Ainsi, dans la situation de rapports compétitifs vont être progressivement élaborées des représentations du groupe adverse, visant à lui attribuer des caractéristiques justifiant un comportement hostile à son égard. (Abric, 1994 : 18).

Or, il n’est pas rare de remarquer en classe des comportements de défiance vis-à-vis de la langue et de la culture anglo-saxonnes, comme si s’affirmer en tant que Français et critiquer certains traits de la culture « adverse » permettait d’affirmer son identité d’étudiant de France. En outre, j’ai de nombreuses fois observé, lors de travaux oraux en groupe dans mes classes de BTS, des étudiants profitant de ce temps pour pratiquer leur anglais oral et s’irritant ouvertement contre leurs camarades qui utilisent le français, ces derniers manifestant en retour leur mécontentement en faisant valoir leur droit de ne pas parler en anglais. On voit bien dans cet exemple comment les représentations peuvent d’une part enfermer les acteurs dans un rôle, et d’autre part appuyer les différences socio-scolaires, voire sociales.

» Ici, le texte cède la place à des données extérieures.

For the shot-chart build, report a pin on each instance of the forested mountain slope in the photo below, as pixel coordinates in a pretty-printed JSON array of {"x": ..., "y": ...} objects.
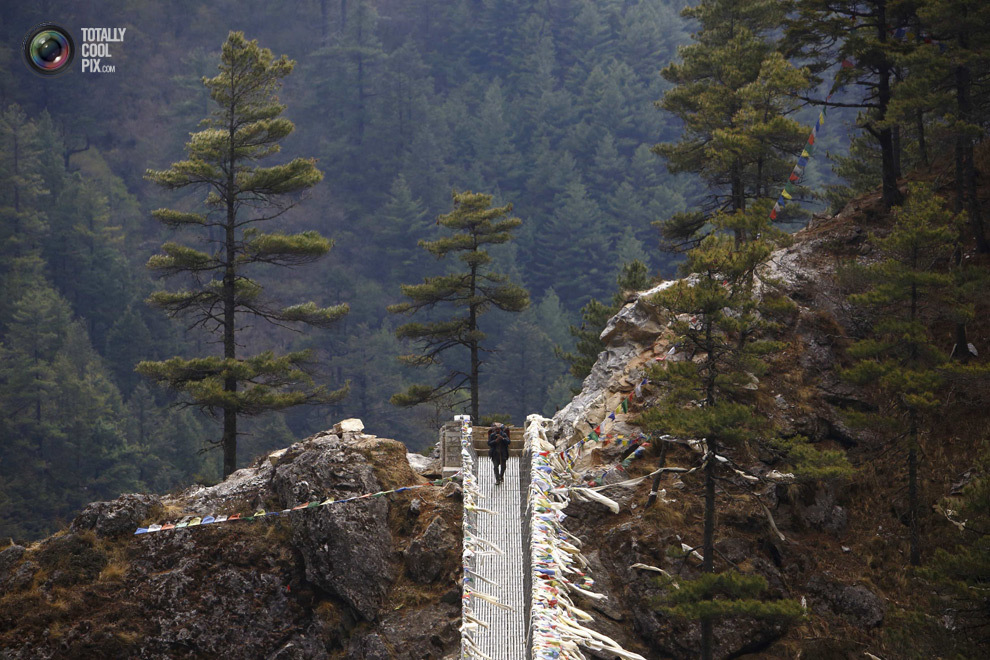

3.2.4. Fonction identitaire

Les représentations jouent un rôle dans la définition de l’identité des groupes, avec leurs spécificités sociales, établissant « une vision consensuelle de la réalité pour ce groupe » (Jodelet, 1989b : 52). Ainsi, les représentations permettent à l’individu de se définir comme appartenant à un groupe donné partageant des valeurs et des normes, et donc d’avoir une place dans le système social en renforçant ses liens avec celui-ci. Ainsi, Moscovici définit les représentations sociales comme :

des systèmes de valeurs, des idées, et des pratiques dont la fonction est double : en premier lieu, établir un ordre qui permettra aux individus de s’orienter et de maîtriser leur environnement matériel, ensuite faciliter la communication entre les membres d’une communauté en leur procurant un code pour désigner et classifier différents aspects de leur monde et de leur histoire individuelle et de groupe. Moscovici (1973 : XIII)

Elles sont donc un « code » commun et partagé qui situe l’individu dans son groupe, sont garantes de la cohésion de celui-ci et participent à la catégorisation et à la comparaison sociale : si j’appartiens à un groupe qui juge que la langue anglaise est essentielle, je vais certainement dans le même temps discriminer un groupe pour qui l’anglais n’a aucune ou peu d’importance. La fonction identitaire a aussi pour but que l’individu puisse conserver une image positive de lui-même au sein de son groupe social, ce qui est à rapprocher du concept de « face » de Goffman (1974).